NEW YORK – Disappointing news on consumer spending helped pull stocks lower Friday in a quiet end to the market’s worst month in more than a year.
The Standard & Poor’s 500 index closed August with a loss of 3.1 percent while the Dow Jones industrial average lost 4.4 percent. Both had their biggest one-month drop since May 2012.
The month began on a high note. On Aug. 2, news that unemployment fell to its lowest level in more than four years helped lift the S&P 500 index to a record high of 1,709.67. Then things quickly changed.
Bond yields jumped, sending mortgage rates up, as investors began speculating that the Federal Reserve would withdraw some of its support for the economy as early as September.
An array of questions weighed on investors’ minds, said Lawrence Creatura, a money manager at Federated Investors.
The latest wild card is Syria.
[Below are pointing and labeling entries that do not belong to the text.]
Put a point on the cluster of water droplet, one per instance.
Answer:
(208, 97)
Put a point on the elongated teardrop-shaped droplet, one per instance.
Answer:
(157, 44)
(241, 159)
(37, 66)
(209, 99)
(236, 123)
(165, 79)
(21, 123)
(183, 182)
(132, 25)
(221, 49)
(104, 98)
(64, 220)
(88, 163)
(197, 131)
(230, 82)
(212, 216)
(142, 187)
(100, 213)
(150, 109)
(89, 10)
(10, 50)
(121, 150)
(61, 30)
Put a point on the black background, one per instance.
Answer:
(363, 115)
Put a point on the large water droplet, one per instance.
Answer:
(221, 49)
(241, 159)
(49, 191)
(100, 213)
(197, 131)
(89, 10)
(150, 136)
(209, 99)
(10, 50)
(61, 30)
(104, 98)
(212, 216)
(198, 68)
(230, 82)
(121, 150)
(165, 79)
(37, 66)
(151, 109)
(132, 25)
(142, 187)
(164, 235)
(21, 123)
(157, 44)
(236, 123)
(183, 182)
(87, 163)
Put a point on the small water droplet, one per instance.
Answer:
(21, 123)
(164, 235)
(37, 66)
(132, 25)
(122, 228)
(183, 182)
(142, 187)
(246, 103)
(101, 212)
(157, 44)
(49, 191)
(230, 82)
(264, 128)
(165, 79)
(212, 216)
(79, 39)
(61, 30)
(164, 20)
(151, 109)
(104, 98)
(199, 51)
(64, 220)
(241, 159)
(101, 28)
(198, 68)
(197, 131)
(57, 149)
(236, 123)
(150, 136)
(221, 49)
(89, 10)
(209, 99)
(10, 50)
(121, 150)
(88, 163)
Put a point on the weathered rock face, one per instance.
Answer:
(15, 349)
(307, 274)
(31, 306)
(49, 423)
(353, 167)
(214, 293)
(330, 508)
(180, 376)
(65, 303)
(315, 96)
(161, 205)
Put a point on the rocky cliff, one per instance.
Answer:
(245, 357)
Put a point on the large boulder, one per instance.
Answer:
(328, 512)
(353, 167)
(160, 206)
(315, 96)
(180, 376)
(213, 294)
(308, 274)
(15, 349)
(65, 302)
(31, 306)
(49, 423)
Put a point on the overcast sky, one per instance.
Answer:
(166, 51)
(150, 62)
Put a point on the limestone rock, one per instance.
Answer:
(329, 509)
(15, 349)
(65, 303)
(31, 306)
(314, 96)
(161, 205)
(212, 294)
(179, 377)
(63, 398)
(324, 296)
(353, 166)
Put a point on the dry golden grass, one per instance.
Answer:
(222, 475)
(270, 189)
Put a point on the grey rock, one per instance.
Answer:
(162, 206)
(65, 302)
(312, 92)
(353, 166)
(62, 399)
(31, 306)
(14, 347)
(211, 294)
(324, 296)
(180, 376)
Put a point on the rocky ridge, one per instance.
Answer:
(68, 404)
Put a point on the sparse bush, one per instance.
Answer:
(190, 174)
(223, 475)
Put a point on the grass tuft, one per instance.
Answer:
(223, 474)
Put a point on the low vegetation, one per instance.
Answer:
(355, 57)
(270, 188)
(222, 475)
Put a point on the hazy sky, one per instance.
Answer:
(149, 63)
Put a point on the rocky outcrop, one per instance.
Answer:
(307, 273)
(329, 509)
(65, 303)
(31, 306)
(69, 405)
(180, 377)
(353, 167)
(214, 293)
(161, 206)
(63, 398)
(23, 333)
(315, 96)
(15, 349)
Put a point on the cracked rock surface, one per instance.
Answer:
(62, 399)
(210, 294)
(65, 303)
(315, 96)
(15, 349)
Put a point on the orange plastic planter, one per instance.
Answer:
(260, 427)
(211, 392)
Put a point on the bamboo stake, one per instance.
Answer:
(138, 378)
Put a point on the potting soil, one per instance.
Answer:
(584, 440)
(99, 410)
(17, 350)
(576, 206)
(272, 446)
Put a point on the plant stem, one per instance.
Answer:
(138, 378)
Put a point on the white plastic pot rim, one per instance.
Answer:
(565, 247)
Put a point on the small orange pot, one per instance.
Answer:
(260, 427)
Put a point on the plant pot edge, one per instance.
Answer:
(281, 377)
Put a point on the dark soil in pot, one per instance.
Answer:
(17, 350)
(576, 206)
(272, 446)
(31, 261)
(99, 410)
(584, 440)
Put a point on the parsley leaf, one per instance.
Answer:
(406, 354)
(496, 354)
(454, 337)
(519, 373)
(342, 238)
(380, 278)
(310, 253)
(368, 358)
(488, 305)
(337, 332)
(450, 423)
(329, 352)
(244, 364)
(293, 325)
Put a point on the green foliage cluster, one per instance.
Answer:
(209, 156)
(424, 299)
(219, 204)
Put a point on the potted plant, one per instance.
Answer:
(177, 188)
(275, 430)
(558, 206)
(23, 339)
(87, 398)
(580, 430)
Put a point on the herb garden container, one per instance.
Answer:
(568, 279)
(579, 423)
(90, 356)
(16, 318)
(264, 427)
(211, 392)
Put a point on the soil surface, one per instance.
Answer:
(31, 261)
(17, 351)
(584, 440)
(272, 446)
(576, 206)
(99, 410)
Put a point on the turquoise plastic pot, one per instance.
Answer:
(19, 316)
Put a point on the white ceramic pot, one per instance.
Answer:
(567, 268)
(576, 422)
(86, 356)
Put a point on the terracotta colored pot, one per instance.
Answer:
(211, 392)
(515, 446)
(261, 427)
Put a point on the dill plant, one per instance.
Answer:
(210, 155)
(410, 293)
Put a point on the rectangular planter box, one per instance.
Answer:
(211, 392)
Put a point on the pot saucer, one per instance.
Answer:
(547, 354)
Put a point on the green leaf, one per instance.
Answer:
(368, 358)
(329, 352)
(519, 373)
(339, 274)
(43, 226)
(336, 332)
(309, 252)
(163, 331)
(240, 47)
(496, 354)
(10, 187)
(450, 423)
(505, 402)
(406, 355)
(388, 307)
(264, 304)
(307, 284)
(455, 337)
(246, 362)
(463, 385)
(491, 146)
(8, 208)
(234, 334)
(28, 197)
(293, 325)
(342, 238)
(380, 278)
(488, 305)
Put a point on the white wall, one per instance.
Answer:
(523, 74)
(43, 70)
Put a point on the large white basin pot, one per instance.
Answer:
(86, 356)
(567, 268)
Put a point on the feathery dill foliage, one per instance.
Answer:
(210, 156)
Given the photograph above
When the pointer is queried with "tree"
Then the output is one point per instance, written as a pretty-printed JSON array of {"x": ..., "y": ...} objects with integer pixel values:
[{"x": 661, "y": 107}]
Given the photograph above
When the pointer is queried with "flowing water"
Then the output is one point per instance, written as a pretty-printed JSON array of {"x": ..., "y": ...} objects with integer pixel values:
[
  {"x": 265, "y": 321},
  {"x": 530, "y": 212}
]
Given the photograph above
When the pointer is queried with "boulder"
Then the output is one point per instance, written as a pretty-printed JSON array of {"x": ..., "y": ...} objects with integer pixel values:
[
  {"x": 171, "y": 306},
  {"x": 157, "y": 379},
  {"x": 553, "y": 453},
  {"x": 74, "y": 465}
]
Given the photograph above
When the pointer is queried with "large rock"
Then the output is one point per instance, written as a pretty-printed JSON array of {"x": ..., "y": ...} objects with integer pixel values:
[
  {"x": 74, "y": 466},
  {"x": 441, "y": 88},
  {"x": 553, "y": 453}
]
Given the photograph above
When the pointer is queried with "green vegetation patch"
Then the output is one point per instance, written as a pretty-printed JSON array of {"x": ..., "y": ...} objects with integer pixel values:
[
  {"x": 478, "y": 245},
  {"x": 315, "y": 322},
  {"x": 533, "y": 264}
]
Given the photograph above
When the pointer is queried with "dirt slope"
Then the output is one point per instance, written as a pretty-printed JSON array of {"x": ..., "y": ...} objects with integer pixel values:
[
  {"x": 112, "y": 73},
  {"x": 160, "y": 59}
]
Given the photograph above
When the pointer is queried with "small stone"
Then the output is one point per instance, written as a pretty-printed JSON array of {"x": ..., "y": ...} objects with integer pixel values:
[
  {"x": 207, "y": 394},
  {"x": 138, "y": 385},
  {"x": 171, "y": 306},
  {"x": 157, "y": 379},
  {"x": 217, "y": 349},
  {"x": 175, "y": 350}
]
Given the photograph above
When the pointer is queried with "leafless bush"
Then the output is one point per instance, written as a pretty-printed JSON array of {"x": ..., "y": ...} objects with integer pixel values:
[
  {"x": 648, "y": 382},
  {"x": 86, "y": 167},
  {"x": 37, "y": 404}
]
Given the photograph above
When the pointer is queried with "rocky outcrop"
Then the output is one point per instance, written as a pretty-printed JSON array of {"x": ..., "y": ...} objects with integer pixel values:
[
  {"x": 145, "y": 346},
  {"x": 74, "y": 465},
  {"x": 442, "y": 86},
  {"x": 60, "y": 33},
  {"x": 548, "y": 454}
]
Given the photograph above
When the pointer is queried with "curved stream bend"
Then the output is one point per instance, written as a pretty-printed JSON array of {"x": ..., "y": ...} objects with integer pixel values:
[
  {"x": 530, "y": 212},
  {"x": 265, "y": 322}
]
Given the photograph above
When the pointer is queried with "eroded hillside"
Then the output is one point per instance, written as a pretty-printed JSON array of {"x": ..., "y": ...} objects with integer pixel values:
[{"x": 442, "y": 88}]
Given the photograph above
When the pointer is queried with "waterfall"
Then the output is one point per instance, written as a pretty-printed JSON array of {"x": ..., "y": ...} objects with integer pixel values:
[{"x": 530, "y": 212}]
The possibility that the U.S. could strike Bashar al-Assad’s regime propelled oil prices to a two-year high earlier in the week.
“The Syria situation is a strong dose of uncertainty,” Creatura said. “And investors hate uncertainty.”
Before the market opened Friday, the government reported that Americans’ income and spending both increased just 0.1 percent in July. The scant rise suggested that economic growth was off to a weak start in the second half of the year. It followed other reports showing steep drops in new-home sales and orders for long-lasting manufactured goods in July.
The major indexes headed lower after the market opened Friday and never recovered. The S&P dropped 5.20 points, to 1,632.97.
The Dow Jones industrial average fell 30.64 points, to close at 14,810.31, and the Nasdaq composite dropped 30.43 points, to 3,589.87.
Many investors say the recent slide is hardly a surprise after the stock market had such a strong run. The S&P 500 is still up 14.5 percent this year.